1998 book by Michel Chauveau

Cleopatra: Beyond the Myth (originally published as Cléopâtre, au-delà du mythe) is a non-fiction book by Michel Chauveau.

== Synopsis ==
The book discusses the life and reign of Cleopatra as reconstructed from surviving historical sources, as well as Cleopatra's reception in historical memory.

== Publication and translation. ==
Originally published in French in 1998, an English translation by David Lorton was published by Cornell University Press in 2002.

== Reception ==
The book was generally well received, earning praise for dispelling myths associated with Cleopatra. Historian Prudence Jones, in the Bryn Mawr Classical Review, praised the book's careful analysis of historical sources and its discussion of her reception in later periods. Foy Scalf, writing for the Journal of Near Eastern Studies, praised the book's clarity, conciseness, and handling of Egyptian source material in addition to Classical texts. John Mosher in a review for History, wrote that it "chops away at the vines of Cleopatra legend to lay bare what is known about her from surviving records."
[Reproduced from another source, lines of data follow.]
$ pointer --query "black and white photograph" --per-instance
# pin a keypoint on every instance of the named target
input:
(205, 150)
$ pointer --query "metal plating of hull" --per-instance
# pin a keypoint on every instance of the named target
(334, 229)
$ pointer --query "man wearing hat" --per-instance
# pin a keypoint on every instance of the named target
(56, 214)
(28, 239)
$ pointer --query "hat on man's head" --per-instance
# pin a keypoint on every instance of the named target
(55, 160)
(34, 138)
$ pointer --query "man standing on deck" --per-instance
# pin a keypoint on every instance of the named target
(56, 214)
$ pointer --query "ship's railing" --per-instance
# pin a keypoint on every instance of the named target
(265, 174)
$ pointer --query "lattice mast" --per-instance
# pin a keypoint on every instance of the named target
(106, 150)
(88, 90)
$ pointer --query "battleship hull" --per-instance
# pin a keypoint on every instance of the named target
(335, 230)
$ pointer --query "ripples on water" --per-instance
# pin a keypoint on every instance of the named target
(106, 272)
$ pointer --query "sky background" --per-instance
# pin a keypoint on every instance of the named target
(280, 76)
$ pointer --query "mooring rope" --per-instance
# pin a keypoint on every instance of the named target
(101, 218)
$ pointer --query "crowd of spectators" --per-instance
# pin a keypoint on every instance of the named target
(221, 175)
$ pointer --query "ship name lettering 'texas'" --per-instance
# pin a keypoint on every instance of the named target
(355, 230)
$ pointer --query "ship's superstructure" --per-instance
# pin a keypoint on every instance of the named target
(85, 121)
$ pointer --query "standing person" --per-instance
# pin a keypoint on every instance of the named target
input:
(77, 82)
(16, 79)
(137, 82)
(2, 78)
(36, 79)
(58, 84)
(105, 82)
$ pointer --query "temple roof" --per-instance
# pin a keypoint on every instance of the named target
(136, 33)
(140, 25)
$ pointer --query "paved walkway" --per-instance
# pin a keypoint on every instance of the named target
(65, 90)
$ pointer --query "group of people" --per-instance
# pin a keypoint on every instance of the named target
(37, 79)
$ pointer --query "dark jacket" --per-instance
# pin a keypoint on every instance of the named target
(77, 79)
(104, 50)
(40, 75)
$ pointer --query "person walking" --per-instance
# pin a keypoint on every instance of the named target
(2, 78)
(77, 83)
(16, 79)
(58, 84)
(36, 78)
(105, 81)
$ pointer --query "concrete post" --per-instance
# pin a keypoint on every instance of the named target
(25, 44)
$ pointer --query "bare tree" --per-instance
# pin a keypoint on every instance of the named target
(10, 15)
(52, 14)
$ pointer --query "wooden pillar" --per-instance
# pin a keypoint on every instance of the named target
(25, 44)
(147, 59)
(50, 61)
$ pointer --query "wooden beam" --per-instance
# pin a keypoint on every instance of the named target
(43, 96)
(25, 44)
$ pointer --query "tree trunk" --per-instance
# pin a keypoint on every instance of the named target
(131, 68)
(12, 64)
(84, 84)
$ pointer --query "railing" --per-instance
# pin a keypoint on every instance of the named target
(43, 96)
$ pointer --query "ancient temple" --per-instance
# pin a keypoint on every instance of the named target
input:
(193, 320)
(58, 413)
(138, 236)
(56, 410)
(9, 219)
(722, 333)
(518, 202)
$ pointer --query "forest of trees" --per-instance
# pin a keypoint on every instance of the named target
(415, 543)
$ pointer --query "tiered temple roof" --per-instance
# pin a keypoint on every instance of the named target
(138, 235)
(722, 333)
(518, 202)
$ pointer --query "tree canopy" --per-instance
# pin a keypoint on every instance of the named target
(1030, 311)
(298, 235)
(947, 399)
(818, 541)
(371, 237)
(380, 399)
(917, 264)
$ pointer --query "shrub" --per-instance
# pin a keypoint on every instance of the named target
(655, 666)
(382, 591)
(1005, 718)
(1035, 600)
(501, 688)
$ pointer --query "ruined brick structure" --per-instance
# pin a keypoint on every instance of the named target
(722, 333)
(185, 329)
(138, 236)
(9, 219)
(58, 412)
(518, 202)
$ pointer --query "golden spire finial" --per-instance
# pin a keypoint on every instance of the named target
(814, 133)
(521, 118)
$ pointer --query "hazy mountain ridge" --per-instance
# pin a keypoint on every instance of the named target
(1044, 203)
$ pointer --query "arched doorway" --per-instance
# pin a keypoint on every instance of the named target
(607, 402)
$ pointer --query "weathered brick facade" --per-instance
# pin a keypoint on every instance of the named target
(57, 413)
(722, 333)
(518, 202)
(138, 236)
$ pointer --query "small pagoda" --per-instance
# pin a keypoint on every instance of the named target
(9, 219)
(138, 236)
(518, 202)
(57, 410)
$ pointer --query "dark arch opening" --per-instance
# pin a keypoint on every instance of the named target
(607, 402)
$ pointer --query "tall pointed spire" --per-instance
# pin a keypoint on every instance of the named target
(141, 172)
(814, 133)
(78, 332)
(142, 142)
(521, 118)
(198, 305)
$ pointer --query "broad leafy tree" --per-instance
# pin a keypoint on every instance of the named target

A review by archaeologist Susan Walker, published in the International Journal of the Classical Tradition, was more critical, noting that Chauveau's work did include many of his own assumptions and personal interpretations despite ostensibly seeking to dispel myths. In particular, Walker noted his harsh attitude towards Ptolemy XII Auletes' reign and his theories about the mother of Cleopatra.